AHC: Switch the fates of Catholicism and Protestantism

Have all the countries, region and dynasties that went some variety of Protestant stay Catholic whilst all the places and people that stayed Catholic embrace some form of Protestantism during and after the reformation.
 
I think you would need the Pope to never return to Rome after the Avignon period, and in fact move further north (Aachen?).
 
Poland is easy enough: don't have the Counter-Reformation succeed there, they turn Protestant and stay Protestant.

Henry VIII has a male heir with Catherine of Aragon.

In Scandinavia, have King Frederick I of Denmark uphold is pledge to root out Protestantism instead of ignoring it.

Those are a few.
 
I can't really think of any way to get France to switch to Protestant, unless a Protestant German state successfully occupies France for a significant enough amount of time to put Huguenots in all the leadership positions.

In Spain, maybe if Al-Andalus survives longer, or the Reconquista is less sucessful, then the Spanish Inquisition won't exist yet, and the Spanish Crown would be in a weak enough situation that it couldn't stop the spread of Protestantism. Maybe Spain could be the Germany of this TL, with it being divided between Protestants (Castille and Portugal?) and Catholics (Aragon?).

Have the Counter-Reformation fail in Hungary to keep them Protestant.
 
Even before Counter-Reformation Poland was still majority Catholic, peasants were practically untouched by Reformation and no one bothered to convert them.
Well no one bothered to ask the German peasants during the Peace of Augsburg, either, and yet they were suddenly Protestant or Catholic based off of their ruler's decision. Considering that Catholic Poland was an outlier in an otherwise Protestant or East Orthodox Eastern Europe, with a failed Counter-Reformation and a Protestant Monarch, I would imagine Protestantism would become more common amongst the Polish peasants.
 
It's possible [if difficult] for both Poland and France to go Protestant in this period. You just need a majority of the nobility to embrace the movement - and there were sizable elements of both French and Polish nobility that did in OTL. And then some convenient events/details to happen. Peasants can be ignored and gradually converted bar the odd rebellion or two.

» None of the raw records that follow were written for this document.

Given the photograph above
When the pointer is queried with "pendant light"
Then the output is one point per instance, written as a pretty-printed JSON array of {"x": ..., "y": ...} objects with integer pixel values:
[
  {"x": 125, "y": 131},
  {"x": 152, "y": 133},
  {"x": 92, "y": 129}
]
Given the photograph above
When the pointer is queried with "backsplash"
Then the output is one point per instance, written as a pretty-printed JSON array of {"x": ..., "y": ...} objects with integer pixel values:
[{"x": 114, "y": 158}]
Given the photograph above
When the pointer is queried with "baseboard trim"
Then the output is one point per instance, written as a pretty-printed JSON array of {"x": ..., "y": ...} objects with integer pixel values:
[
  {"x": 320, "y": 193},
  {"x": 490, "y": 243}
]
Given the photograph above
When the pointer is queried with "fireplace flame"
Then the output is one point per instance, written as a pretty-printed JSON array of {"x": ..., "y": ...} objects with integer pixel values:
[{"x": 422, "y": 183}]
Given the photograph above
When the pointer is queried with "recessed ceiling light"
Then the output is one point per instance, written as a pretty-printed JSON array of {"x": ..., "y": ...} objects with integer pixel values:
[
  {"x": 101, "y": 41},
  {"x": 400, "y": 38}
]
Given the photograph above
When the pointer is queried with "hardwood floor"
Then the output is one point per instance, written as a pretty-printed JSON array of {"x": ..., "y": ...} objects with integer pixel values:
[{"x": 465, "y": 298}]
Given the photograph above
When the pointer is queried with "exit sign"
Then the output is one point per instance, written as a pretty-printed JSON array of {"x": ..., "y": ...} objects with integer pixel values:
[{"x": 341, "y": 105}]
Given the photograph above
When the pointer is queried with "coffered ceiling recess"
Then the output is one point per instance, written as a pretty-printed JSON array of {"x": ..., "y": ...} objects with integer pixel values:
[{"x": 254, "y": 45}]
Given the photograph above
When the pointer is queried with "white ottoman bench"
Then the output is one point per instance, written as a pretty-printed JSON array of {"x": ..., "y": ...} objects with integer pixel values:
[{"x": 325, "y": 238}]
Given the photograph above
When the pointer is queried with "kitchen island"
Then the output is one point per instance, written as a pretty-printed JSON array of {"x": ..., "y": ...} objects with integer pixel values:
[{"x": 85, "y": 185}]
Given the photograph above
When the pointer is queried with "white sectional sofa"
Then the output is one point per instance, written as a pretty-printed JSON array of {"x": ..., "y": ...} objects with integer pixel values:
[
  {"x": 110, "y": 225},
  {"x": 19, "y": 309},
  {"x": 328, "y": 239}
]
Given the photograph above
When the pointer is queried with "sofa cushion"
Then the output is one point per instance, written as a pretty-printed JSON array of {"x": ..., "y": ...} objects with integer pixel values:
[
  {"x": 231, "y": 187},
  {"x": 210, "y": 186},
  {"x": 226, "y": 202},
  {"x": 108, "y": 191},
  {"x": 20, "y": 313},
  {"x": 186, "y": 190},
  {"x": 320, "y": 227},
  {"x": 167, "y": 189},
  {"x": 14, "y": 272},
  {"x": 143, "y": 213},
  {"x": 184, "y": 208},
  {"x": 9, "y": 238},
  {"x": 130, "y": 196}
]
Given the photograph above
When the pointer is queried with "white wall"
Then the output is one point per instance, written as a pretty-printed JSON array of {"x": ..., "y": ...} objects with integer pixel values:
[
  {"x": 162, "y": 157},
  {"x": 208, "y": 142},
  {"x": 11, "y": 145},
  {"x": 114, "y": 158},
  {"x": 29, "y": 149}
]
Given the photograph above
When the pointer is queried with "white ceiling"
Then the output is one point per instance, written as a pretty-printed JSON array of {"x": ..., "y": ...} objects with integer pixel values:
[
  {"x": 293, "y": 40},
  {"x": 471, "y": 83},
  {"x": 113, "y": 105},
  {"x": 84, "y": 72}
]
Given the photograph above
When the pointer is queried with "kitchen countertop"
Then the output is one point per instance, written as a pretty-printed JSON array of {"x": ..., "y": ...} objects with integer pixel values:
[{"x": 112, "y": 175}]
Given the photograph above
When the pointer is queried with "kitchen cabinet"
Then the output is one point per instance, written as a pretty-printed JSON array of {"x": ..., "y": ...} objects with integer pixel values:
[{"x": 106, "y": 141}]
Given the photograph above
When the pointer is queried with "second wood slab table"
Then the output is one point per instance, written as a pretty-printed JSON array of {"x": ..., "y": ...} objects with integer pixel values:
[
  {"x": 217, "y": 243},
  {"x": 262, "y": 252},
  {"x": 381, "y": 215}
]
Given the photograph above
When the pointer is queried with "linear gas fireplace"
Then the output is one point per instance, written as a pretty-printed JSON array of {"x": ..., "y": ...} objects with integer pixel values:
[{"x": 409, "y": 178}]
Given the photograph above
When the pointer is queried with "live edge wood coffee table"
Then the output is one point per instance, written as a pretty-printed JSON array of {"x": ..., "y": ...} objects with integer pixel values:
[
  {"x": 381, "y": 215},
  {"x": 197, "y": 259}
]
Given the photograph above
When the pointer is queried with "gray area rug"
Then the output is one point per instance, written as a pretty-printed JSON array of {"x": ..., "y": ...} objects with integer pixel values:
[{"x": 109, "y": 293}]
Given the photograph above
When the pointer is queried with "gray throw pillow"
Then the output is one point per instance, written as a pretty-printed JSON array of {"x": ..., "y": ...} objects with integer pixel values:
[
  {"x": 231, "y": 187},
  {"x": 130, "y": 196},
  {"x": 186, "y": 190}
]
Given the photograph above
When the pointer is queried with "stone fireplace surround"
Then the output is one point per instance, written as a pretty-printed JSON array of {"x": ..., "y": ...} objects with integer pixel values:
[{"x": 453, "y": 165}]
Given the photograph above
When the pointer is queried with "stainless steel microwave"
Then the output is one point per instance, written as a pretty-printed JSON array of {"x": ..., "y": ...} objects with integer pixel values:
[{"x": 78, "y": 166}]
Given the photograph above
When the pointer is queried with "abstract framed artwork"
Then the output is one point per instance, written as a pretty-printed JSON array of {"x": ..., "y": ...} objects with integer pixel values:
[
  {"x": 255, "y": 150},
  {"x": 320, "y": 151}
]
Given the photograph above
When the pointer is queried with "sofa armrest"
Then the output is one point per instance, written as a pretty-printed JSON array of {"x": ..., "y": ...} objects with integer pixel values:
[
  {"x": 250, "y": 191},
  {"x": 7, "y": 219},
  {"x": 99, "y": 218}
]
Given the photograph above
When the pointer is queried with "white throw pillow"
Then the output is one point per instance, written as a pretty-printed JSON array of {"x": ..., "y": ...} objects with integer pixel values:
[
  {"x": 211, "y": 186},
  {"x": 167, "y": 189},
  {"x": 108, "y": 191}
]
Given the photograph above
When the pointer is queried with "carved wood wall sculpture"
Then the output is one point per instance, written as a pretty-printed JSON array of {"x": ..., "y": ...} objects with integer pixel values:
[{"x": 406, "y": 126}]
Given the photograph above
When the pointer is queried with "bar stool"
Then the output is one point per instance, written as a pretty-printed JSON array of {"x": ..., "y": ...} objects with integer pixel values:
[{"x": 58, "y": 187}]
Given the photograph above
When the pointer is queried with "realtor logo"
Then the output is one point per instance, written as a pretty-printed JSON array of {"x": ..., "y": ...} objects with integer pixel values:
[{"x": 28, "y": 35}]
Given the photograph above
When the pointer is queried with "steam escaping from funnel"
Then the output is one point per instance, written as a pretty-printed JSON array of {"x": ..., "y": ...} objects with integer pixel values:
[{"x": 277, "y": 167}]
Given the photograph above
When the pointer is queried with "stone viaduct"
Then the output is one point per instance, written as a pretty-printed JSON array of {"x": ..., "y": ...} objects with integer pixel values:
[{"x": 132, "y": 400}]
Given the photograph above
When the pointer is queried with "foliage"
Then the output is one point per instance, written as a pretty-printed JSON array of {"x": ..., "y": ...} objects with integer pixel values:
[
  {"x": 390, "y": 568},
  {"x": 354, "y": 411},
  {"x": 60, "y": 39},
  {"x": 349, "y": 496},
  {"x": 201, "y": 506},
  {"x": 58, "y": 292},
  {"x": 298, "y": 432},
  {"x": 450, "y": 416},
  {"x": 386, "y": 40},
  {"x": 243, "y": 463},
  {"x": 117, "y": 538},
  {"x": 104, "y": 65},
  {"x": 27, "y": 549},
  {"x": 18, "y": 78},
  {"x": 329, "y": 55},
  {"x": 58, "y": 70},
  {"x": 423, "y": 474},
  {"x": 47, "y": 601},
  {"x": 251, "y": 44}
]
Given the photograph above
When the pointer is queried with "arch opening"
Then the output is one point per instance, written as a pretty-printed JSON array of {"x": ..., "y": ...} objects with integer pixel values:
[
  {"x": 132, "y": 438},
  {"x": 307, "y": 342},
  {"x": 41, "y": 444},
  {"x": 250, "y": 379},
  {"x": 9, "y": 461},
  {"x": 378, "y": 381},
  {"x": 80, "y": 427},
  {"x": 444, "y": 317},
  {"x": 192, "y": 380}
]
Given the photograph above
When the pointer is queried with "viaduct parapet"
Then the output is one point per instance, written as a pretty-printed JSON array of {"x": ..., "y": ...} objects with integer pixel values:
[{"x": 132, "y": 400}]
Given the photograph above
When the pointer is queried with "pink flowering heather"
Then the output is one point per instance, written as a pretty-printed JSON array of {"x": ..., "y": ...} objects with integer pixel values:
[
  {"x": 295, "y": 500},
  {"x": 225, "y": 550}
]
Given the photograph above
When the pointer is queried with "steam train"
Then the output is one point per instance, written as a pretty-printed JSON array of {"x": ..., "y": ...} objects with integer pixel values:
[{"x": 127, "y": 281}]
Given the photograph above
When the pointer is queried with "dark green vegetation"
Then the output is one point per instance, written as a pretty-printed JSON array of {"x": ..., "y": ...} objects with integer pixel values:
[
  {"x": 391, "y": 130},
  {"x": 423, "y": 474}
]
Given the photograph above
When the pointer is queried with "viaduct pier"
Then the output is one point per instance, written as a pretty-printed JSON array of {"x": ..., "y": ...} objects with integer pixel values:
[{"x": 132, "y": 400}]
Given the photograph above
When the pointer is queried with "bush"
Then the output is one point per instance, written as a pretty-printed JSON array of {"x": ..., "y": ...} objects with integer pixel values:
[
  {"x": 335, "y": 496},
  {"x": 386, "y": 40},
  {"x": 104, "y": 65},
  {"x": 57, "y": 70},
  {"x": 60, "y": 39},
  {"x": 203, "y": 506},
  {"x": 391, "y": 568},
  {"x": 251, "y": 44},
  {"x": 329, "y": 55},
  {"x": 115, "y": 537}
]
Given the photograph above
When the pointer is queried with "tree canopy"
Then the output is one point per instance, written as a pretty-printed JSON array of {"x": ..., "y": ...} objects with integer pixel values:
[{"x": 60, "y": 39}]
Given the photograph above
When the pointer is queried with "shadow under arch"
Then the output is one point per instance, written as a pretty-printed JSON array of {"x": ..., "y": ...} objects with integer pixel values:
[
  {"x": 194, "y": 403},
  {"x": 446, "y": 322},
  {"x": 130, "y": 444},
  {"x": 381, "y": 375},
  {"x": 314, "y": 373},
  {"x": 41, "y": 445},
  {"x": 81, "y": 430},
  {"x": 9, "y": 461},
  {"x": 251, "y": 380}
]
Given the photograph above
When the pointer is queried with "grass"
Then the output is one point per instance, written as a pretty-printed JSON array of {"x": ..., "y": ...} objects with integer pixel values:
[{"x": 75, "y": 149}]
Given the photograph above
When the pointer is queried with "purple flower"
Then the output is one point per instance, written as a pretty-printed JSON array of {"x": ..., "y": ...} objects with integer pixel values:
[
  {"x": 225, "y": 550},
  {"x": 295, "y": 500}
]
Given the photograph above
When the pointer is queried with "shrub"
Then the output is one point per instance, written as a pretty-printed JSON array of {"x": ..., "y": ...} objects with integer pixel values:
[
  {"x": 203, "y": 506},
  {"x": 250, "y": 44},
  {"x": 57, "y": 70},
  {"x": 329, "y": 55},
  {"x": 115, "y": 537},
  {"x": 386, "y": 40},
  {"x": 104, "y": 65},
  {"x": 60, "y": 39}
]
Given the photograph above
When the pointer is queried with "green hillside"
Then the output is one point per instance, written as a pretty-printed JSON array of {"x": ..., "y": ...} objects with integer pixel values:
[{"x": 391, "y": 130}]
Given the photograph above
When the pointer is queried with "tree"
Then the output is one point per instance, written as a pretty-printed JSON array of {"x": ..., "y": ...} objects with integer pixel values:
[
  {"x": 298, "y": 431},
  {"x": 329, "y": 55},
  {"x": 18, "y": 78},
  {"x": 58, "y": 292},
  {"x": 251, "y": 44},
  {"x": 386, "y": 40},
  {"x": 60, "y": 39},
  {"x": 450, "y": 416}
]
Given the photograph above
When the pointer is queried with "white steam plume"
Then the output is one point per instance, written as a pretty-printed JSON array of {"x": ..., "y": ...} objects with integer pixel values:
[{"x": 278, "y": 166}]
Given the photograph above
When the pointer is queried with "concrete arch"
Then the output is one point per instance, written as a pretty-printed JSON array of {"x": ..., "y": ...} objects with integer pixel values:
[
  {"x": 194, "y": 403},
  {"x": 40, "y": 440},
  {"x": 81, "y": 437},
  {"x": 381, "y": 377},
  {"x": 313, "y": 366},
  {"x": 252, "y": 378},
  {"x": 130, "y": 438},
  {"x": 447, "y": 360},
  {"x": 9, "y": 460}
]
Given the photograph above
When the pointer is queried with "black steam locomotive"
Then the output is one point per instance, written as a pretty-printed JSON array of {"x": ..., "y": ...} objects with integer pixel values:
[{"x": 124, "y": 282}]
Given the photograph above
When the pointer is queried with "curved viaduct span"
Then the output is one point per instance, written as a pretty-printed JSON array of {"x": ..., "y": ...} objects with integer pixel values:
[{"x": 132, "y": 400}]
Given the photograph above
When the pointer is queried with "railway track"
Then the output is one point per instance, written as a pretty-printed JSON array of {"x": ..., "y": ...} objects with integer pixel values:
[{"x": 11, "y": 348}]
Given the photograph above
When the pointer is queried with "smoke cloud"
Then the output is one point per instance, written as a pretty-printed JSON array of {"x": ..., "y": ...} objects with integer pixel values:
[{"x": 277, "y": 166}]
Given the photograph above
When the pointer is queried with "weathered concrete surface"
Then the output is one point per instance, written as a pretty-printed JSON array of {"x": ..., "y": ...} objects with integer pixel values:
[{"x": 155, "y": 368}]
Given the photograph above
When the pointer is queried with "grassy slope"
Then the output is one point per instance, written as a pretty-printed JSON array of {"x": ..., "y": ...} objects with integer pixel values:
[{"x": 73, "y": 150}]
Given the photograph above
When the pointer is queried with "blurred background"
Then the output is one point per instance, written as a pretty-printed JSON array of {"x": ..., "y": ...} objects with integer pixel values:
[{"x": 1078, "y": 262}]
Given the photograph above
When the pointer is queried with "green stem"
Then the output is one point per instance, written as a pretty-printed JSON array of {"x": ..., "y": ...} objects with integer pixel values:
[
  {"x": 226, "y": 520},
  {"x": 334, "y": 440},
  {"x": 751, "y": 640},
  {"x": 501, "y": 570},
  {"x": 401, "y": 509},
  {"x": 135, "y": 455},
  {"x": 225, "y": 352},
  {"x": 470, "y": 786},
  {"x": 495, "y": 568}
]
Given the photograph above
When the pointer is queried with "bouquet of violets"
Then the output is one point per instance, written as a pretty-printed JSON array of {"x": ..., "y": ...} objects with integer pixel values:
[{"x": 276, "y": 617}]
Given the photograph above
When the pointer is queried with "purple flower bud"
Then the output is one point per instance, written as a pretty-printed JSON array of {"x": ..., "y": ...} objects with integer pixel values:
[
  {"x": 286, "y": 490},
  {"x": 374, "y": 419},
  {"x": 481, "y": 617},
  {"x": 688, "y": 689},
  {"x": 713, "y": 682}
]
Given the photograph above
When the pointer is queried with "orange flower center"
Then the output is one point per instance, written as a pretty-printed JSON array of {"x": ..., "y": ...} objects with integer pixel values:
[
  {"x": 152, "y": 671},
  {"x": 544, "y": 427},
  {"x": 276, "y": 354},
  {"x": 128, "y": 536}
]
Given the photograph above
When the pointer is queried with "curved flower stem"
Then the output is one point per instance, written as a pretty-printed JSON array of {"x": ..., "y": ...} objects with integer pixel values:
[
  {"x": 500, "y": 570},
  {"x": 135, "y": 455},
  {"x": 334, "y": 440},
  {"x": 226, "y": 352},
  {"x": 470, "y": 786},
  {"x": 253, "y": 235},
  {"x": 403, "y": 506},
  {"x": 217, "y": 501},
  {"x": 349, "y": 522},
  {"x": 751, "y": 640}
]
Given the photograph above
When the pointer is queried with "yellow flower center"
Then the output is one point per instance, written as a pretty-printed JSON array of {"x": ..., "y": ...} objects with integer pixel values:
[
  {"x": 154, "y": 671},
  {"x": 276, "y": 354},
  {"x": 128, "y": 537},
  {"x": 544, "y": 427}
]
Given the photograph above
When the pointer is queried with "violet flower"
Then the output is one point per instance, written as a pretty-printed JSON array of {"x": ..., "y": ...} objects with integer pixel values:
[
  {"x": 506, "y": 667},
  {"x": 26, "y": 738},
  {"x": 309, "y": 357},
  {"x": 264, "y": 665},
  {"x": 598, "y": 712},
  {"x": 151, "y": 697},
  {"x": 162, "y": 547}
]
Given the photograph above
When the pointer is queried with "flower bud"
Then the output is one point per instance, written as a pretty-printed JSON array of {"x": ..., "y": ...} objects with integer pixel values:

The problem for the OP though is how to get Spain and Italy to abandon Catholicism. Which I can't really see but am happy to be convinced otherwise.
 
Weren't the Bourbons championing Protestantism but then reverted to Catholicism once they took the throne?
Uh...sort of.

Henry IV was leader of the Hugenouts from age 7, and following a Civil War he (re)converted to Catholicism to be retroactively crowned King of France because he couldn’t defeat the Catholic strongholds. Other members of his family were Catholic though.
 
Much of the Church of the East went Catholic in 1552. Perhaps there could be some kind of reformation in the Church instead of what happened OTL with the conflict over the hereditary nature of succession.
 
I think you would need the Pope to never return to Rome after the Avignon period, and in fact move further north (Aachen?).

I really thunk moving the seat of the pope ia necessary. The fact that Southern Europe stayed Catholic while Northern Europe went Protestant was not a coincidence- it was literally based uppn who was closer to or farther from Rome. Those closer to Rome benefitted from Rome having more power while those farther benefitted from Rome having leas power. To reverse that trend we would really nees to relocated the Pope to Northern Europe (Aachen as suggested? Cologne? Utrecht? Canterbury?).

Any POD which would relocate the Pope would butterfly away Henry VIII of England etc.
 
Any POD which would relocate the Pope would butterfly away Henry VIII of England etc.
Alternativley the Pope relocates to England and ends up under the control of Henry "protector of the Catholic faith" Tudor. As a result Henry gets the annulment with Catherine that he wanted and doesn't break with the church.